The Big 12 Conference Executive Committee, consisting of Big 12 Board of Directors chairman and Texas Tech University President Lawrence Schovanec and Baylor University President Linda Livingstone; and Commissioner Bob Bowlsby met by videoconference Sunday afternoon with University of Oklahoma President Joe Harroz and University of Texas President Jay Hartzell.

“The meeting was cordial, and the Executive Committee expressed a willingness to discuss proposals that would strengthen the Conference and be mutually beneficial to OU and UT, as well as the other member institutions of the Conference,” Bowlsby stated. “I expect that we will continue our conversations in the days ahead and we look forward to discussing thoughts, ideas and concepts that may be of shared interest and impact.”

Lubbock Chamber asks Abbott to intervene

Locally, the Lubbock Chamber of Commerce is asking Gov. Greg Abbott to intervene in the matter, citing the huge economic impact of Big 12 football, saying West Texas has felt “left behind” by Austin in recent years, writing “Last session,Texas Tech fought tooth and nail for a new school of veterinary medicine to address a statewide workforce shortage of veterinarians. We have advocated for more than two decades for expansion of I-27 so that we can move products and services to the rest of the country.”

The letter says, “Between 2004 and 2013, UT received nearly $1 billion from the state’s Permanent University Fund. These dollars are extracted almost exclusively from land in West Texas, but Texas Tech doesn’t receive a dime.”

You can see the full text of the Chamber’s letter in our story here.

Lubbock Chamber President & CEO Eddie McBride spoke with Kase Wilbanks on Sunday:

“We do know that if you use a measure such as a football game, the Texas and Oklahoma games bring in the most money of any event for the entire year,” McBride said.

“On a weekend, whether it be graduations, whether it be major sporting events of non-Texas Tech nature, nothing compares to those types of weekends.”

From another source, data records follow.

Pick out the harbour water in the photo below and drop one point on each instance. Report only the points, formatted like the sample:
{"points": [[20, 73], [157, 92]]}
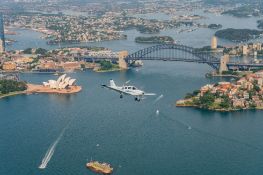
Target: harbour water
{"points": [[127, 134], [130, 135]]}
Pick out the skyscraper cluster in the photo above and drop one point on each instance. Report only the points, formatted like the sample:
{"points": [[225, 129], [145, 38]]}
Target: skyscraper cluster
{"points": [[2, 34]]}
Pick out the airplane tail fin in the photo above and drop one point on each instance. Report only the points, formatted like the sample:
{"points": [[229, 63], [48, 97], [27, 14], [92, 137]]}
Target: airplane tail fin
{"points": [[112, 84]]}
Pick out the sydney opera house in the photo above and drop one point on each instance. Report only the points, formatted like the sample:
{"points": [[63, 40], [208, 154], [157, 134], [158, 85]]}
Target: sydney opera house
{"points": [[62, 82]]}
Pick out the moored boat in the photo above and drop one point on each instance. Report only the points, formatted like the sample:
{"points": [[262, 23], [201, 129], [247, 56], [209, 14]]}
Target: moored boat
{"points": [[98, 167]]}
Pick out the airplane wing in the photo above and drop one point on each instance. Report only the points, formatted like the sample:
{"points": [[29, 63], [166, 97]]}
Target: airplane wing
{"points": [[115, 89], [149, 94]]}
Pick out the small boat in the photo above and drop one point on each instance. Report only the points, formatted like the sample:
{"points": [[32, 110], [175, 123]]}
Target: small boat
{"points": [[97, 167]]}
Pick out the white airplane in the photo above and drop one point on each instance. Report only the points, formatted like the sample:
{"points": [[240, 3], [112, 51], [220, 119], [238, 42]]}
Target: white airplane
{"points": [[128, 90]]}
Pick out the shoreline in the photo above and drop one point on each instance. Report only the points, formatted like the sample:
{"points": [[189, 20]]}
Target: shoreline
{"points": [[34, 88], [183, 104]]}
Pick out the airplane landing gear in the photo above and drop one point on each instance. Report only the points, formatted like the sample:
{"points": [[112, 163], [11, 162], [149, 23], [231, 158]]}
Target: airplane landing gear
{"points": [[137, 99]]}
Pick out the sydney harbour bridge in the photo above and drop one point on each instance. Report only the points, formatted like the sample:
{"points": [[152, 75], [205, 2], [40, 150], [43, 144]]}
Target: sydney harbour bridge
{"points": [[177, 52]]}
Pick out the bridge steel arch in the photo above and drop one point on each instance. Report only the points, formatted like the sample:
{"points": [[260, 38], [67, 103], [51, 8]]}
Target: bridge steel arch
{"points": [[192, 56]]}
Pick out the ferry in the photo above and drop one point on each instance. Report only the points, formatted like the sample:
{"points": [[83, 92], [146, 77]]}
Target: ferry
{"points": [[102, 168]]}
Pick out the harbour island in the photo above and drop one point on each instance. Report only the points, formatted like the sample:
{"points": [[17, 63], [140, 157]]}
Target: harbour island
{"points": [[243, 94]]}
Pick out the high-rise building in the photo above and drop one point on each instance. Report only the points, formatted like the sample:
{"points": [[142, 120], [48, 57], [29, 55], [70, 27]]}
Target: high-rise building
{"points": [[2, 34], [214, 42]]}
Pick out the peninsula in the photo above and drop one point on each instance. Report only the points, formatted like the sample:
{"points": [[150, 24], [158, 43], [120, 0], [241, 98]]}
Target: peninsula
{"points": [[246, 93], [238, 35], [154, 39], [64, 85]]}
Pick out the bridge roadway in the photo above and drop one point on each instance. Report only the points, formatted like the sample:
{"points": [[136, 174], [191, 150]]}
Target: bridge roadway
{"points": [[177, 52]]}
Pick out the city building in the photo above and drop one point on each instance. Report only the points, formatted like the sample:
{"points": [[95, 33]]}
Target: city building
{"points": [[2, 34], [61, 83], [9, 66], [214, 42], [244, 50]]}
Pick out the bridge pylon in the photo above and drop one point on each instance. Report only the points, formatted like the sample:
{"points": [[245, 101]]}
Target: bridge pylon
{"points": [[223, 63], [122, 63]]}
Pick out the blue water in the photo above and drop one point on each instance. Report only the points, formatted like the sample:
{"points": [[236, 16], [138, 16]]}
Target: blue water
{"points": [[130, 135], [96, 124]]}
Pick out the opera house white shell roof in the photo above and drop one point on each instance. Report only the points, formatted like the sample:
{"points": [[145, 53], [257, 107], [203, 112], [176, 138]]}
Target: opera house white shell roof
{"points": [[61, 83]]}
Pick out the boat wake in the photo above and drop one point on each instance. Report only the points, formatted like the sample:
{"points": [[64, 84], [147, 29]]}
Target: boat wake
{"points": [[51, 150], [158, 98]]}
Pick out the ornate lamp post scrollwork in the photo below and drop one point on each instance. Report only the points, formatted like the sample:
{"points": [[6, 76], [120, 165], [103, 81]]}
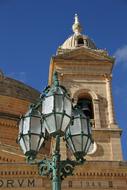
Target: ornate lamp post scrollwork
{"points": [[58, 118]]}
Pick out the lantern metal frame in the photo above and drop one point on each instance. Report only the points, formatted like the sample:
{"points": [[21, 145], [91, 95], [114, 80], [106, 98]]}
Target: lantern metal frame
{"points": [[32, 113], [55, 168]]}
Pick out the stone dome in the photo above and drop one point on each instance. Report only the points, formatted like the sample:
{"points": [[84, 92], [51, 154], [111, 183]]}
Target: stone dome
{"points": [[77, 39]]}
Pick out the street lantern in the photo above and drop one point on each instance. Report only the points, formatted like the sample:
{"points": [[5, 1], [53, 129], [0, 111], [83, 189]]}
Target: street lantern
{"points": [[78, 134], [57, 119], [56, 109], [31, 132]]}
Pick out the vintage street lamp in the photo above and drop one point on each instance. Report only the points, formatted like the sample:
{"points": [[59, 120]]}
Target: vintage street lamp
{"points": [[31, 132], [59, 119]]}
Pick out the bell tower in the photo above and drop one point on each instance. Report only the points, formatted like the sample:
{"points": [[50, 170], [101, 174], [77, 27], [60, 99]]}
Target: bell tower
{"points": [[86, 72]]}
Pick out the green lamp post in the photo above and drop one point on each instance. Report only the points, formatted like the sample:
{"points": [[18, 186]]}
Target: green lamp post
{"points": [[58, 118]]}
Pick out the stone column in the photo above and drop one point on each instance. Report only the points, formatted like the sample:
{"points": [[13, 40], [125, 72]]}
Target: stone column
{"points": [[96, 113], [111, 116]]}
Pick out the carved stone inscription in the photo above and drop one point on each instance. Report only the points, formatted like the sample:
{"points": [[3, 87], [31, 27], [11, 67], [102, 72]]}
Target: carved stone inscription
{"points": [[12, 183]]}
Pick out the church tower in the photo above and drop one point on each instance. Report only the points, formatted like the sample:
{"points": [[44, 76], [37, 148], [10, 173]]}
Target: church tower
{"points": [[86, 72]]}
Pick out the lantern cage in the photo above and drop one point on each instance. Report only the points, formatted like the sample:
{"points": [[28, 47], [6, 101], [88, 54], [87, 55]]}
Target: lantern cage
{"points": [[31, 133], [78, 134]]}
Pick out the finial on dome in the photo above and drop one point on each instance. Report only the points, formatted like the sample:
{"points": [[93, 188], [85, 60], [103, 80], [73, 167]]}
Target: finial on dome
{"points": [[76, 27], [76, 19]]}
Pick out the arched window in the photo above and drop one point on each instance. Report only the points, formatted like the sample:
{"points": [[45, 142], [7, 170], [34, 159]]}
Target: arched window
{"points": [[85, 102], [80, 41]]}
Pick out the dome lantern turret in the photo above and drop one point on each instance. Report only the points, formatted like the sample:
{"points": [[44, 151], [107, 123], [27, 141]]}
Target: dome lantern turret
{"points": [[77, 39]]}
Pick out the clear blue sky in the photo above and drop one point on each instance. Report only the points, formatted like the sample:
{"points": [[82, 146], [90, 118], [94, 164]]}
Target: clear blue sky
{"points": [[31, 31]]}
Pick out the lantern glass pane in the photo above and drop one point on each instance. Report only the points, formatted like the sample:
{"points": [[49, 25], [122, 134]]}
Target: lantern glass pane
{"points": [[88, 145], [65, 123], [76, 127], [85, 138], [48, 105], [77, 141], [21, 125], [26, 125], [58, 121], [67, 106], [70, 144], [35, 125], [34, 142], [59, 103], [50, 123], [21, 142], [27, 142], [84, 126]]}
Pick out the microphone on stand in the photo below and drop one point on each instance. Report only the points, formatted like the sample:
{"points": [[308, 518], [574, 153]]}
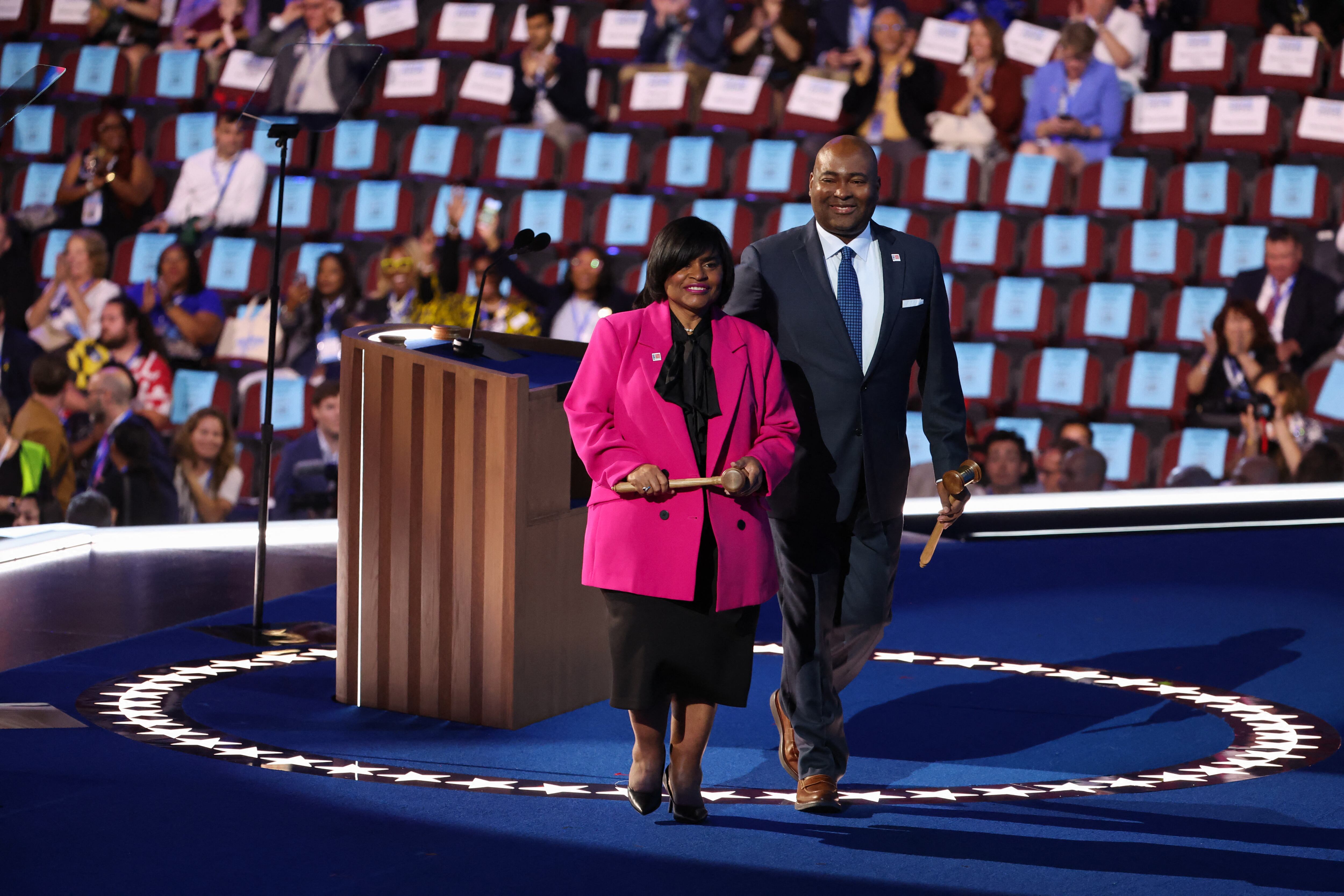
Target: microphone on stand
{"points": [[525, 242]]}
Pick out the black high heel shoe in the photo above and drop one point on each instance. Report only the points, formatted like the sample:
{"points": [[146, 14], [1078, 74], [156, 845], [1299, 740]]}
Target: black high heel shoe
{"points": [[685, 815]]}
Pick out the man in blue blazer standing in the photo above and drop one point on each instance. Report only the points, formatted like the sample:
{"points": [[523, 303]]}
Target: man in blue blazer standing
{"points": [[853, 307]]}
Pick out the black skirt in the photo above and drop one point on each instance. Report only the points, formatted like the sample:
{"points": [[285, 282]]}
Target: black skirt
{"points": [[685, 648]]}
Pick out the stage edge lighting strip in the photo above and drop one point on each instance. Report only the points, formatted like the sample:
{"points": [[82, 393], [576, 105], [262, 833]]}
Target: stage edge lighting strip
{"points": [[1268, 738]]}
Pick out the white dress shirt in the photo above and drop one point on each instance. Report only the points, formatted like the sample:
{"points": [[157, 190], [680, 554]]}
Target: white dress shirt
{"points": [[203, 175], [867, 268]]}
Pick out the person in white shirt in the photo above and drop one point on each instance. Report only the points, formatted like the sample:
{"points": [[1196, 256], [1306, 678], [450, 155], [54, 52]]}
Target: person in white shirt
{"points": [[220, 187], [1121, 40]]}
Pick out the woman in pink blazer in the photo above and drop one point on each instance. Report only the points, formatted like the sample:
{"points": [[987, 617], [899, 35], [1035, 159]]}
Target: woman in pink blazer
{"points": [[678, 390]]}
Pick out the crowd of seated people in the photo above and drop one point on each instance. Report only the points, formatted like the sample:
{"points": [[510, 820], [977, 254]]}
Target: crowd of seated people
{"points": [[99, 362]]}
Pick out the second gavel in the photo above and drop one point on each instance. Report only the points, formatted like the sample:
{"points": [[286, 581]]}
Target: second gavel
{"points": [[732, 480]]}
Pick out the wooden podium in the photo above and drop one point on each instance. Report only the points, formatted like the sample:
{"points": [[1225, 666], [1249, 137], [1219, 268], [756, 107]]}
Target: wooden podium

“Baseball brings in a lot of money, basketball, tennis, all of those bring in a less amount of money than football, we know that but the fact of the matter is that it really spreads throughout the community, and anytime that you pinch Texas Tech, Lubbock is going to hurt.”

“It’s pretty bad when you have to insert politics into this. But if it takes politics to make it happen, we hope that the governor understands that the the political end of this might be the only way that we can end up getting this to happen, as far as keeping the Big 12 together, if nothing else.”

Proposal in Texas Legislature

Lubbock Representative Dustin Burrows is one of 30 Texas legislators signing on to a bill that would require universities to get a majority vote in both chambers before changing membership in an athletic conference.